Better Than The Movies: Whitman and O’Hara Both Wrote Poems, And Other Similarities

This is the first bit of my paper, as it stands. Much work is to be done, yet (including adding the citation for the Eberly article). But I thought it might be worthwhile to post these first few paragraphs.

Five days after Frank O’Hara’s death, Allen Ginsberg wrote an elegy to him, who he calls “The gaudy poet …, chattering Frank” whose bones are now “under squares of grass” (Ginsberg 3-10).  It is largely (in the tradition of elegies, to be sure) a sufficiently tender tribute put in competition with a living poet’s sense of superiority.  After all, what successes O’Hara—the “Curator of funny emotions” of Ginsberg’s “City Midnight Junk Strains” elegy—may have seen wither in comparison to Ginsberg himself, a towering and true Prophet in the tradition of Blake and especially of Whitman (Ginsberg 84).  And certainly O’Hara makes no bones of his lack of Bardic intent: “But how can you really care if anybody gets it, or gets what it means, or if it improves them,” he asks in his mock-manifesto, “Personism: A Manifesto,” “Improves them for what? For death? Why hurry them along?” (O’Hara 498).  Surely O’Hara’s is a kind of poetry in direct opposition to the kind of poetry represented by Whitman (and, by extension, Ginsberg), who “spring[s] from the pages into your arms,” who shouts “Remember my words … / I love you” (Whitman 611-612).

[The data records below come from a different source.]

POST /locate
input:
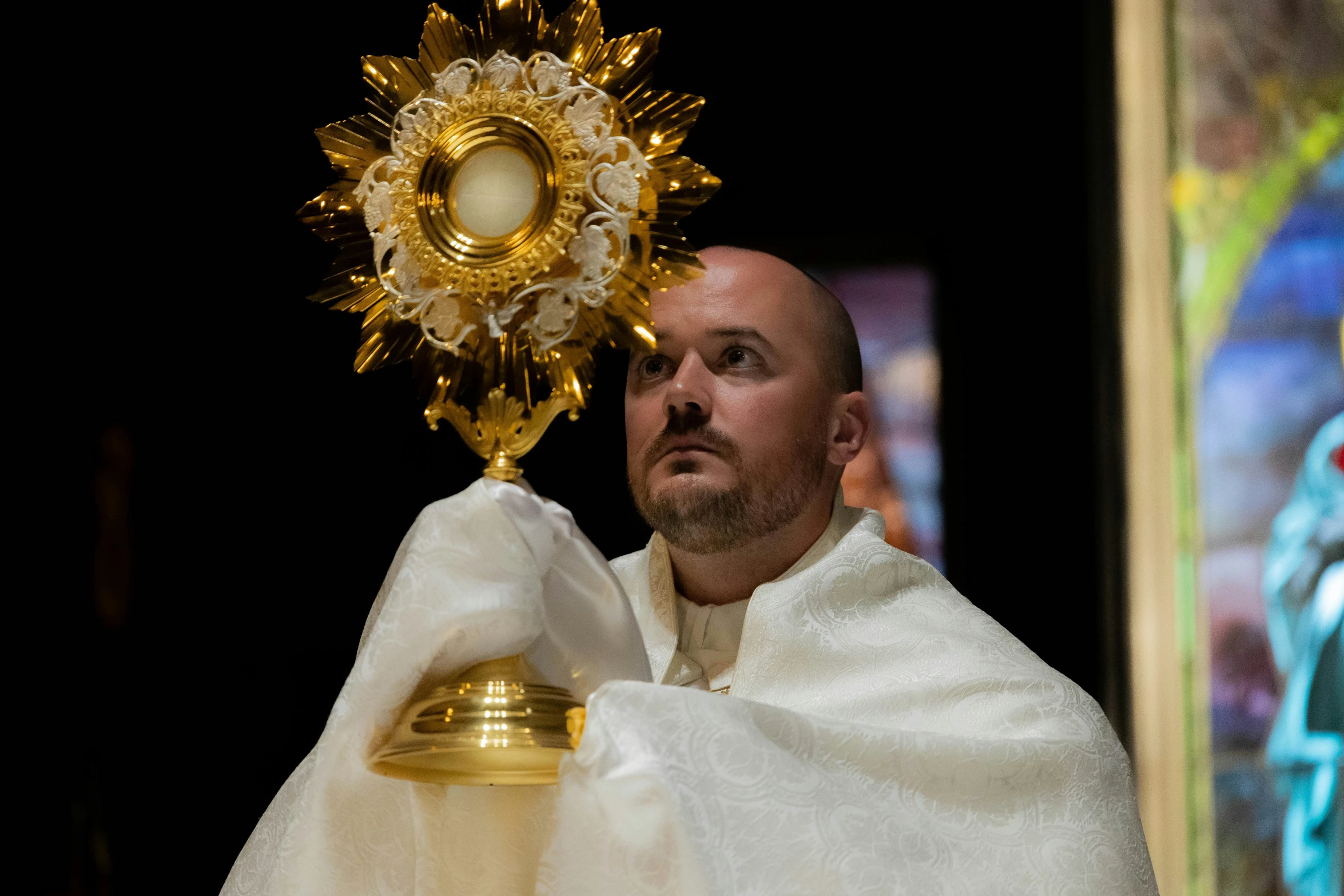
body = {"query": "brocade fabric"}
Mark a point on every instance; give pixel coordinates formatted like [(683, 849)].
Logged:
[(882, 736)]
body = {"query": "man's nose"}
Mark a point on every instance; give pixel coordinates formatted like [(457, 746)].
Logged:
[(691, 390)]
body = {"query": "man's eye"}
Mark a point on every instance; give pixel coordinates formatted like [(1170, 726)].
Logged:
[(739, 358), (652, 366)]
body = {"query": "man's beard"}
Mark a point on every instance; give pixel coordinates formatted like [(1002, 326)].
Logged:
[(711, 520)]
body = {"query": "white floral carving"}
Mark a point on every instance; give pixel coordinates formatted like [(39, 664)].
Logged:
[(590, 250), (454, 81), (503, 70), (444, 317), (615, 168), (554, 313), (378, 205), (550, 74), (406, 270), (620, 187), (585, 117)]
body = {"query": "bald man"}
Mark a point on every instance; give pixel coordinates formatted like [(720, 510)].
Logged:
[(805, 710)]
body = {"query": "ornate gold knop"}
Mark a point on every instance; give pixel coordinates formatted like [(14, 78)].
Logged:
[(508, 205)]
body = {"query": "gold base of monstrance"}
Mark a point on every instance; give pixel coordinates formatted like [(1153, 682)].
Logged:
[(506, 206), (494, 727)]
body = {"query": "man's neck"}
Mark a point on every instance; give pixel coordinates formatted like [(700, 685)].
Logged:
[(733, 575)]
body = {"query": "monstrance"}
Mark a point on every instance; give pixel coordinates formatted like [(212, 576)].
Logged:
[(506, 206)]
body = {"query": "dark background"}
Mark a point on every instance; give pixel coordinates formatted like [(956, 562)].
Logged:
[(204, 452)]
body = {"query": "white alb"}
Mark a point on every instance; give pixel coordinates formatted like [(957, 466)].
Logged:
[(882, 736)]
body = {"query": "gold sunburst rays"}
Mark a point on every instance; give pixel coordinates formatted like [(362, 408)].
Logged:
[(502, 328)]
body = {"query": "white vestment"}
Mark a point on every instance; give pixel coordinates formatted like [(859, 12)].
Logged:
[(882, 735)]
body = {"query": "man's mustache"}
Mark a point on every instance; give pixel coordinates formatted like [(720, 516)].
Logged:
[(687, 425)]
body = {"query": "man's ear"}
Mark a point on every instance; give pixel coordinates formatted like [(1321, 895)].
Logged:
[(851, 420)]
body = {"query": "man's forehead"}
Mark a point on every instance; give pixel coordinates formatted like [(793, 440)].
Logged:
[(770, 302)]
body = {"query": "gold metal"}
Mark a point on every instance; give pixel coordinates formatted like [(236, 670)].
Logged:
[(496, 379), (500, 387), (495, 726)]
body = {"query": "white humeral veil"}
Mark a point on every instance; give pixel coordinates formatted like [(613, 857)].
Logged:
[(882, 735)]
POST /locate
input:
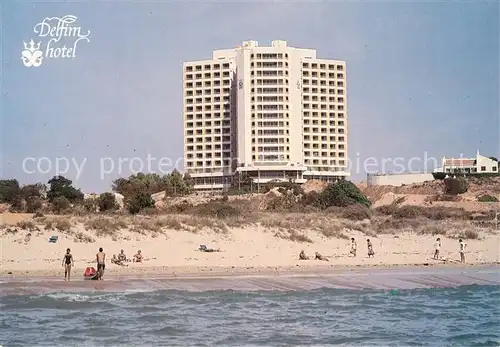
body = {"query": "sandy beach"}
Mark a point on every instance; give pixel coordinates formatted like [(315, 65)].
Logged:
[(243, 251)]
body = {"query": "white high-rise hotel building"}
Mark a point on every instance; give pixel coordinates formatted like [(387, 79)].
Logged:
[(277, 113)]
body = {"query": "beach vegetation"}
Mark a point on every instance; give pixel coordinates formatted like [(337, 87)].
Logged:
[(487, 198), (61, 187), (139, 202), (107, 202), (356, 212), (90, 205), (439, 175), (9, 190), (27, 225), (34, 204), (342, 193), (178, 184), (455, 186), (60, 204)]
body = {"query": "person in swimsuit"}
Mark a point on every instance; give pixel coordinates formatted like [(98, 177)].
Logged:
[(67, 264), (318, 256), (101, 263), (371, 253), (437, 247), (138, 257), (122, 257), (353, 247), (462, 250)]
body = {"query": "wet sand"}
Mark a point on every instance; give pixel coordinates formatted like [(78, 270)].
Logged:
[(396, 278)]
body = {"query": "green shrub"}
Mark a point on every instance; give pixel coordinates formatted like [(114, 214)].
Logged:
[(409, 211), (487, 198), (90, 205), (455, 186), (9, 189), (386, 210), (17, 204), (33, 204), (216, 209), (356, 212), (439, 175), (62, 187), (139, 202), (107, 202), (310, 199), (342, 193), (60, 204)]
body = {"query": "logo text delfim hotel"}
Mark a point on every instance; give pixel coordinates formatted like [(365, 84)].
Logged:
[(60, 38)]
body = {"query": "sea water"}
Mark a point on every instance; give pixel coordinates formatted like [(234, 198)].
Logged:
[(461, 316)]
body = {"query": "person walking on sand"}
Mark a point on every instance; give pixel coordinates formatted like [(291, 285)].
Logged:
[(462, 250), (353, 247), (437, 248), (101, 263), (371, 253), (67, 264)]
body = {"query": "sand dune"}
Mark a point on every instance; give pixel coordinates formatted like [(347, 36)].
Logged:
[(249, 250)]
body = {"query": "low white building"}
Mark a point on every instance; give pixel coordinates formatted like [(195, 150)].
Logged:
[(479, 164)]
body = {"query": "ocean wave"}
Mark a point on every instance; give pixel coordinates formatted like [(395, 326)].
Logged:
[(465, 315)]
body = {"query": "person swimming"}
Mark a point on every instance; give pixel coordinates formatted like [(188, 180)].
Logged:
[(138, 257)]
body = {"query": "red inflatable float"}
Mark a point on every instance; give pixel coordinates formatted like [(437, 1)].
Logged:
[(90, 273)]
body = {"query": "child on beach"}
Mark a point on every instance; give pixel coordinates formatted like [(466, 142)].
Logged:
[(437, 247), (353, 247), (462, 250), (371, 253), (67, 264), (303, 256), (318, 256), (122, 257), (138, 257)]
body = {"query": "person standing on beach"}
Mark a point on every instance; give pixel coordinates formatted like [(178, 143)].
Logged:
[(353, 247), (462, 250), (67, 264), (371, 253), (101, 263), (437, 247)]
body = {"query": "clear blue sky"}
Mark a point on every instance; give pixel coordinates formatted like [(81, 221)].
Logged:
[(421, 76)]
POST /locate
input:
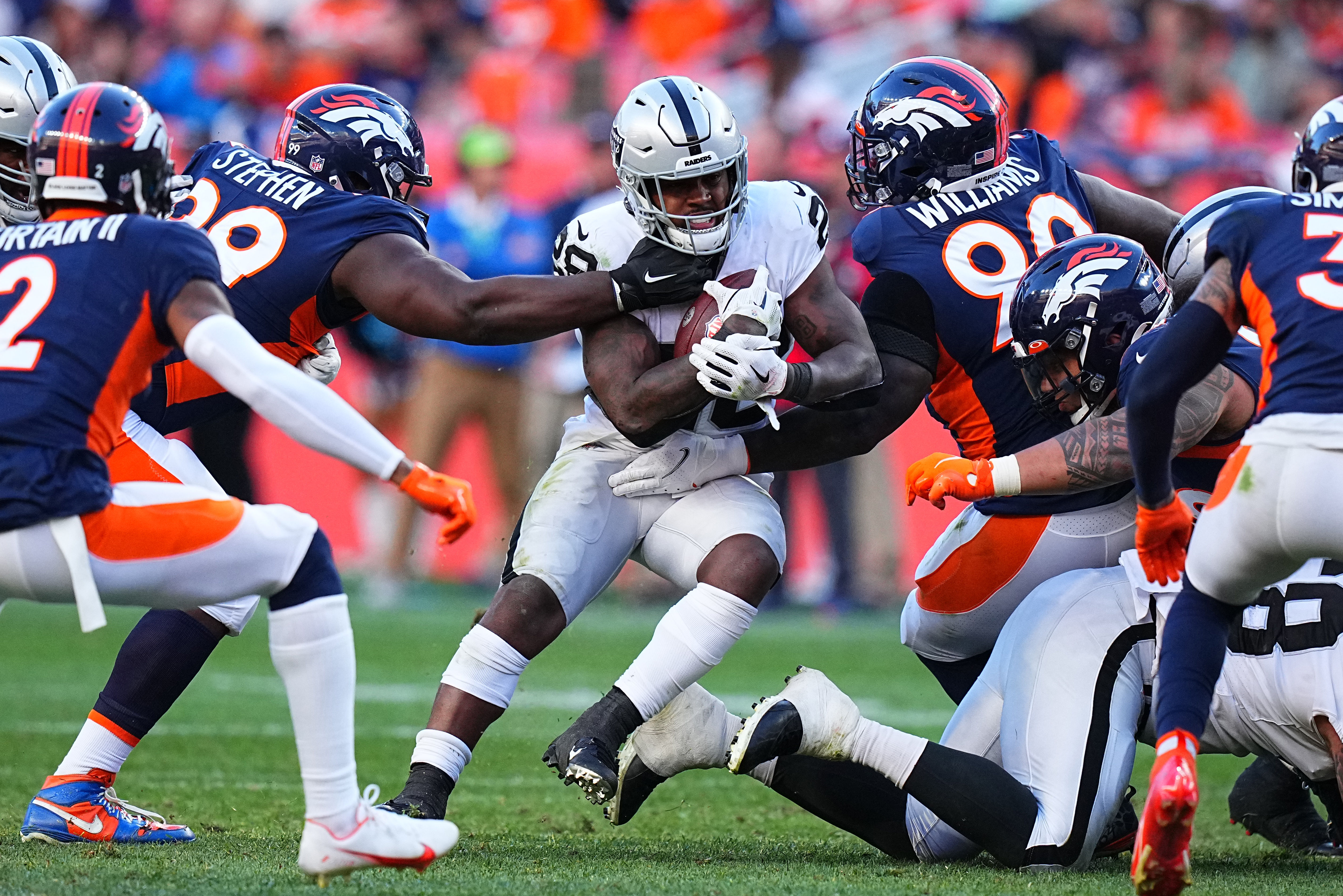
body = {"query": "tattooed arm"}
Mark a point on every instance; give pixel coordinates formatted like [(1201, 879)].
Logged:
[(1095, 453)]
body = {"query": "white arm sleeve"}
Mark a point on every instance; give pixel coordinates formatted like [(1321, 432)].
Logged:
[(306, 410)]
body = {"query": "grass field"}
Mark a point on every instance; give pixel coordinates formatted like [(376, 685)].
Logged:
[(223, 762)]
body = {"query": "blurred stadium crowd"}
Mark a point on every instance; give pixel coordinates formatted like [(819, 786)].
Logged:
[(515, 99)]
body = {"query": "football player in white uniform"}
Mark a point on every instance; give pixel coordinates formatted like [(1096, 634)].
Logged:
[(683, 170)]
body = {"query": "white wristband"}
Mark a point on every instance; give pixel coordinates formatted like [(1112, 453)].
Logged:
[(1006, 476)]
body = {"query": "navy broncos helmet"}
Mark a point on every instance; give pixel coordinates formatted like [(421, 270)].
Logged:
[(1076, 312), (929, 125), (356, 139), (1188, 244), (1318, 164), (101, 143)]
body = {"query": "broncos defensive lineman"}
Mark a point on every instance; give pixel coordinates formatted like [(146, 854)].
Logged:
[(1061, 700), (683, 170), (308, 241), (961, 210)]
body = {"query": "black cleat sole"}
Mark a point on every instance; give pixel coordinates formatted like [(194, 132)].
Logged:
[(766, 735)]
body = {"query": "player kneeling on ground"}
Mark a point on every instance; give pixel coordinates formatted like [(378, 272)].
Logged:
[(683, 168), (96, 295)]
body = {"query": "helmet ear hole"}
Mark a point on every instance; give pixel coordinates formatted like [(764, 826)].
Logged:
[(358, 182)]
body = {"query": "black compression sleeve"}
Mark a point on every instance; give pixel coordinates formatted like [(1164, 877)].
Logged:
[(1193, 344), (978, 799), (899, 316)]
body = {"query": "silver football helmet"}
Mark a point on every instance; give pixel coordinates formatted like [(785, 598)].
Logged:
[(1188, 244), (31, 76), (675, 129)]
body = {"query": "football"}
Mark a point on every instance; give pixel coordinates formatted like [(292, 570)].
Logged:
[(702, 320)]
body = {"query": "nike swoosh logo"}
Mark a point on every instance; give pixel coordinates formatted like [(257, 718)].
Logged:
[(89, 828), (685, 453), (421, 862)]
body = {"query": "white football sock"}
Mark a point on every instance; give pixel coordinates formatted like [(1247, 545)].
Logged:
[(314, 649), (97, 747), (442, 750), (691, 640), (886, 750)]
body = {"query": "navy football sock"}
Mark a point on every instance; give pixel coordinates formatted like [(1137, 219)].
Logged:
[(1193, 648), (156, 663)]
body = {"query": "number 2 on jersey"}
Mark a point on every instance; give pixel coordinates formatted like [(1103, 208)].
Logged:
[(237, 263), (15, 354), (1000, 284)]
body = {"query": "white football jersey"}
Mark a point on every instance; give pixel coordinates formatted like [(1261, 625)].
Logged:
[(785, 227)]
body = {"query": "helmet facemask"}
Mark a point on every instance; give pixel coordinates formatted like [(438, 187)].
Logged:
[(700, 234), (17, 186)]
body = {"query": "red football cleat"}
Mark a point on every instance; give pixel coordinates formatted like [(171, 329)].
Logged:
[(1161, 852)]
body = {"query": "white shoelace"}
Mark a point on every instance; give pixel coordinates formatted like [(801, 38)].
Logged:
[(111, 796)]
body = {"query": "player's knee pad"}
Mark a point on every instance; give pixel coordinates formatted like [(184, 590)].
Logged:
[(485, 667), (315, 578)]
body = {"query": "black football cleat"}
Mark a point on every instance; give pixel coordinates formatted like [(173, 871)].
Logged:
[(1118, 836), (633, 785), (583, 754), (1270, 800), (425, 795)]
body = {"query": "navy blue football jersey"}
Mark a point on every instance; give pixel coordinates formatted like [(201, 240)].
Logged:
[(1197, 468), (280, 233), (83, 320), (1283, 253), (967, 250)]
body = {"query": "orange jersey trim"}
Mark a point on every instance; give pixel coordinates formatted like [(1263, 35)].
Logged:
[(1260, 313), (186, 382), (129, 377), (120, 532), (129, 463), (977, 570), (954, 400), (1227, 479), (125, 737)]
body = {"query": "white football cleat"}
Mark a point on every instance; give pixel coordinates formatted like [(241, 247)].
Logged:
[(810, 716), (694, 731), (379, 840)]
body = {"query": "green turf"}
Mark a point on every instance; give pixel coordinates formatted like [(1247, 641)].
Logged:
[(223, 761)]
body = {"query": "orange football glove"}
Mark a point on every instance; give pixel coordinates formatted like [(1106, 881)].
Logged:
[(921, 475), (941, 475), (444, 495), (1162, 538)]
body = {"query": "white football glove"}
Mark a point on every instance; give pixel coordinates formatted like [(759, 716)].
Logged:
[(683, 464), (179, 187), (325, 365), (755, 302), (743, 367)]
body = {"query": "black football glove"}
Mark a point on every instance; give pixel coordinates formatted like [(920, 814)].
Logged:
[(656, 275)]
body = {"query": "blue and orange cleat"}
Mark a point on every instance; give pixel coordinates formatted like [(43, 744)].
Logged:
[(76, 809), (1161, 851)]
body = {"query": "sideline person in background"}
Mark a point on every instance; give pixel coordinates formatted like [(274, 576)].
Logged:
[(481, 232)]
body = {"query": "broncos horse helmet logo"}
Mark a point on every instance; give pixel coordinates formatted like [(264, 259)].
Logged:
[(363, 117), (1087, 271), (931, 109)]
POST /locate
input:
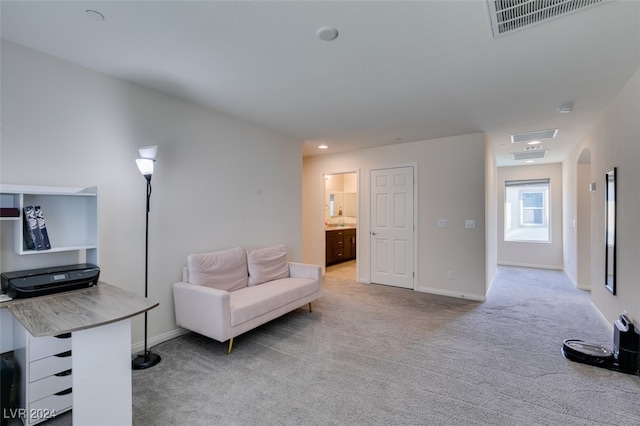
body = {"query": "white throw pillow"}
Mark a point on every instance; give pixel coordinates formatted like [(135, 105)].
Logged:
[(267, 264), (224, 270)]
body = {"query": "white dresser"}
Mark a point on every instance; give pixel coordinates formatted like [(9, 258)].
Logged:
[(45, 366)]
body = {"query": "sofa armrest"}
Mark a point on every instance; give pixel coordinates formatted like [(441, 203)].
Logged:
[(305, 270), (202, 309)]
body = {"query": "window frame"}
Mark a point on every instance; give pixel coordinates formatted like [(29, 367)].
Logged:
[(514, 226)]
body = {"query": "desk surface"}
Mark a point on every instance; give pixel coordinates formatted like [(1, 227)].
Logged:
[(77, 310)]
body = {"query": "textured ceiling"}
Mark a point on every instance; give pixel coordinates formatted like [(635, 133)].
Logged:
[(398, 71)]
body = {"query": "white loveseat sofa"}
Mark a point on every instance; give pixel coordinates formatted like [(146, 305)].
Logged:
[(226, 293)]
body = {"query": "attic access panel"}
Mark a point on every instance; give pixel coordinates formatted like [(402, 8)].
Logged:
[(512, 15)]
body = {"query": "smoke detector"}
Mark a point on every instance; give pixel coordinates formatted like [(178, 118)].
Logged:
[(508, 16)]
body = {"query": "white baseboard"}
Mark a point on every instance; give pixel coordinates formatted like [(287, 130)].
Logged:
[(156, 340), (438, 291), (602, 317), (528, 265)]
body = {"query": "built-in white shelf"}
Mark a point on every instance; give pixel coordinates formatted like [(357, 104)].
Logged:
[(70, 214)]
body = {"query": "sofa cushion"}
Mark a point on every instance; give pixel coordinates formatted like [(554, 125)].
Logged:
[(253, 301), (223, 270), (267, 264)]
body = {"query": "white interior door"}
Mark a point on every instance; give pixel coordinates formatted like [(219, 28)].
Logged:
[(392, 227)]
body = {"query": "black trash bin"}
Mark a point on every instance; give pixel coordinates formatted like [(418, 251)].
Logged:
[(6, 371)]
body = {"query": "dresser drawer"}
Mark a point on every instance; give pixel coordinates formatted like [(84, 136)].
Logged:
[(42, 347), (49, 366), (49, 386), (54, 404)]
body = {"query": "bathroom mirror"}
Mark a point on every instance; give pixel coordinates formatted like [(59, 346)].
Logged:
[(610, 234)]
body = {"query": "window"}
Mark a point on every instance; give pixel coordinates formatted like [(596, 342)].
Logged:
[(526, 210)]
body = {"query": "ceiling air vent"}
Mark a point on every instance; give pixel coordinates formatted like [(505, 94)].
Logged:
[(529, 155), (538, 135), (512, 15)]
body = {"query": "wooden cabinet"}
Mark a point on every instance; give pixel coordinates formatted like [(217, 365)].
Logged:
[(340, 245), (349, 244)]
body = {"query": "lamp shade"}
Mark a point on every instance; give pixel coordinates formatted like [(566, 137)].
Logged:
[(149, 152), (145, 165)]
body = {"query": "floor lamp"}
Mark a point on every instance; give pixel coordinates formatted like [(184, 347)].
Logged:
[(145, 164)]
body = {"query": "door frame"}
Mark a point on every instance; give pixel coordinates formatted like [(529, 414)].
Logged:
[(358, 229), (416, 222)]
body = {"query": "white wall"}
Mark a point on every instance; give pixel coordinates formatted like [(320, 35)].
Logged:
[(219, 182), (491, 215), (536, 255), (614, 141), (451, 185)]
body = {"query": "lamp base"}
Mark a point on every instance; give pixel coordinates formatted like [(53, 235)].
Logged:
[(145, 361)]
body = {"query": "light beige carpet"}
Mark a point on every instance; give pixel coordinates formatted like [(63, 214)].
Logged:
[(377, 355)]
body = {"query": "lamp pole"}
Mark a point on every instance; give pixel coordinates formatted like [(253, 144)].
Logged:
[(145, 164)]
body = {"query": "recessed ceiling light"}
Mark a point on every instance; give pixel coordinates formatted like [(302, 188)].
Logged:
[(94, 14), (534, 136), (565, 109), (327, 33)]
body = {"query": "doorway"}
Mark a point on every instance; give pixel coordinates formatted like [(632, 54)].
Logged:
[(341, 222), (583, 219), (392, 226)]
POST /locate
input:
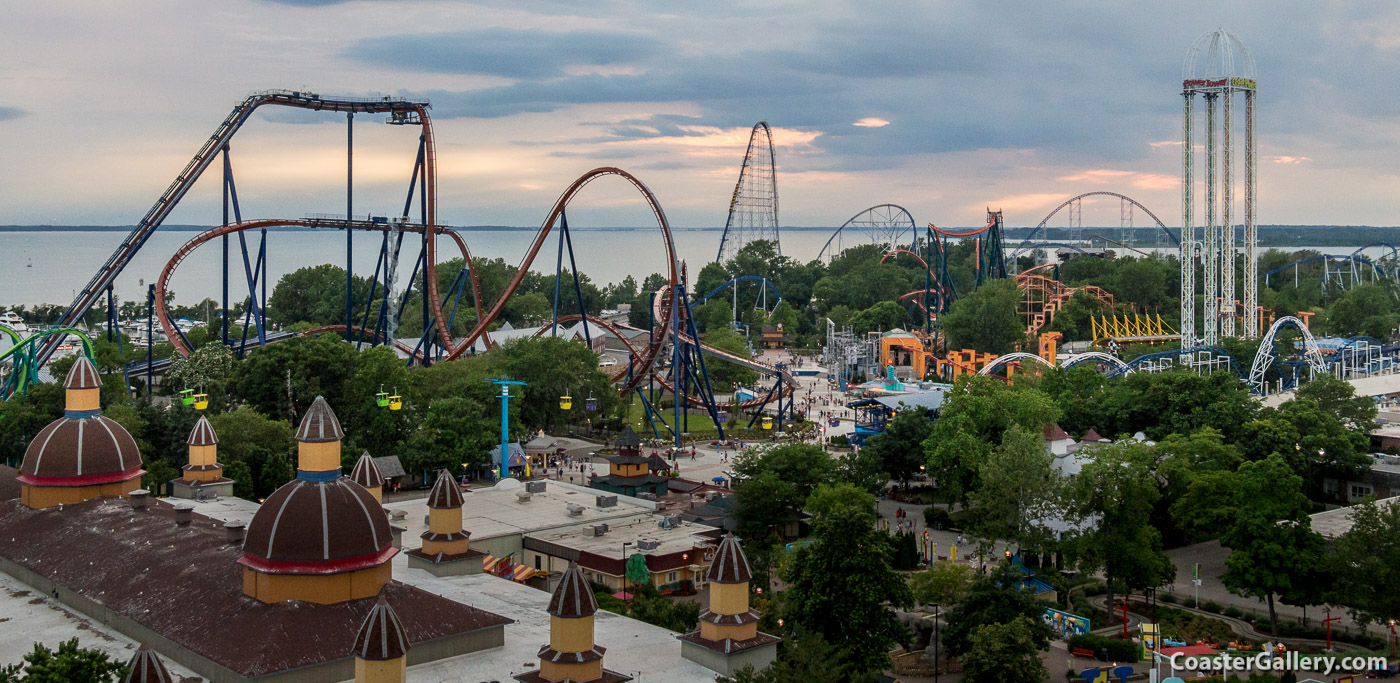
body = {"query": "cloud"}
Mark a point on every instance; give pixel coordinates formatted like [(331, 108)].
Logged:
[(506, 52), (1137, 179)]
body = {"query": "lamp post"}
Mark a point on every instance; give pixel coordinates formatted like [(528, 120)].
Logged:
[(506, 419), (625, 573)]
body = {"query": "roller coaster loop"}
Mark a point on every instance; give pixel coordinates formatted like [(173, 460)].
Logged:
[(401, 111), (163, 282), (1266, 356), (672, 265)]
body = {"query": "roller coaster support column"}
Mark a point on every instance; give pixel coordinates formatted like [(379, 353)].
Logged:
[(350, 233), (150, 338), (224, 240), (676, 371), (506, 423)]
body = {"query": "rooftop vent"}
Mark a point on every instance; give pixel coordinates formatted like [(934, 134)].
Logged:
[(184, 514)]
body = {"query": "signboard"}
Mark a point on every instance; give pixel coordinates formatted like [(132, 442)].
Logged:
[(1064, 624)]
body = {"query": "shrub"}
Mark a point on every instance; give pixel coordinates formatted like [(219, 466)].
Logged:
[(1113, 648)]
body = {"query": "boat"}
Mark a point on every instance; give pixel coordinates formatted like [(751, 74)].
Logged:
[(13, 321)]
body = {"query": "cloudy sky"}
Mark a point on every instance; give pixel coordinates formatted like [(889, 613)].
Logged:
[(942, 107)]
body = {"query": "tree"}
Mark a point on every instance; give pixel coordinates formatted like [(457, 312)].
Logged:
[(1004, 654), (1365, 563), (805, 657), (367, 426), (762, 503), (839, 585), (994, 599), (802, 465), (986, 319), (248, 438), (1112, 497), (283, 379), (457, 435), (941, 584), (315, 294), (976, 414), (1017, 490), (900, 447), (69, 664), (1273, 547)]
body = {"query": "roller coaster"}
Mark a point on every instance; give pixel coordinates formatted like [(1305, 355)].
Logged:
[(1344, 272), (1358, 357), (672, 332)]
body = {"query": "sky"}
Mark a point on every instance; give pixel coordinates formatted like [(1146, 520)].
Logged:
[(945, 108)]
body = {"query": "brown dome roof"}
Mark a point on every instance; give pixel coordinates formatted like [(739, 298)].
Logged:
[(317, 524), (573, 598), (202, 434), (381, 636), (366, 472), (83, 375), (146, 668), (445, 493), (730, 566), (83, 449), (319, 424)]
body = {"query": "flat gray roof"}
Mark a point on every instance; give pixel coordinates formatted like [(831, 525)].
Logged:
[(497, 511)]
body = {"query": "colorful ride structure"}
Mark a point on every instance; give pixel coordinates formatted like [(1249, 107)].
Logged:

What are we to make of it, then, when O’Hara places Whitman among only three American poets who are “better than the movies” (the other two being Williams and Crane, arguably the two poets holding the biggest influence on his poetry) (O’Hara 498)? In truth, there is much of Whitman in O’Hara, but it’s made strange by O’Hara’s flippant nature and distrust of sincerity.  In an article pitting O’Hara and Whitman against each other, David Eberly points to the fact that O’Hara is “as likely to deprecate Whitman as to praise him” (??).  O’Hara’s “Ave Maria,” to take one of Eberly’s examples, pokes fun at Whitman’s emphatic patriotic songs, entreating the “Mothers of America” to “let your kids go to the movies!” (O’Hara 371).  The poem gradually raises the stakes, asserting first that, being “out of the house,” the kids “won’t know what you’re up to,” then that the movies are necessary for “the soul / that grows in darkness, embossed by silvery images,” and then that “they may even be grateful to you / for their first sexual experience” (O’Hara 371-372).  The last lines take this to a comic extreme: “so don’t blame me if you won’t take this advice / and the family breaks up / and your children grow old and blind in front of a TV set / seeing / movies you wouldn’t let them see when they were young” (O’Hara 372).

We see a similar progression of intensity in much of Whitman—take specifically “Crossing Brooklyn Ferry,” which begins in only seeing the “flood-tide” and the “clouds of the west” “face to face,” and makes its way gradually to commanding the river to “Flow on, … flow with the flood-tide, and ebb with the ebb-tide!” (Whitman 307-312).  If O’Hara is parodying Whitman here, he is doing so in a way that proves Whitman’s effectiveness and value.  O’Hara may trivialize the subject matter, but he uses Whitman’s rhetorical setup to create a poem that is at once tongue-in-cheek and imminently sincere.

And here’s a poem by O’Hara. I can almost make sense of the French. The German is hopeless. But it has Whitman’s name in the title.

A Whitman’s Birthday Broadcast With Static

Pas la jeunesse à moi,
ni delicacy, ich kann nicht, ich kann nicht, keines Vorsprechen!
Ugly on the patio, silly on the floor, unkempt,
dans la vieux parc je m’asseois, et je ne vois pas à droite ni à gauche.
Personne! mais des bruits, des vagues particulières, und ich have Kummer, es könnte ihm ein Schaden zustossen, lacht der Kundschafter.
And then someone comes along who’s sick and I say “Tiens, ça! c’est las de l’amour, c’est okay!” and fall.
Da, ich bin der Komponist, und ich bin komponiert.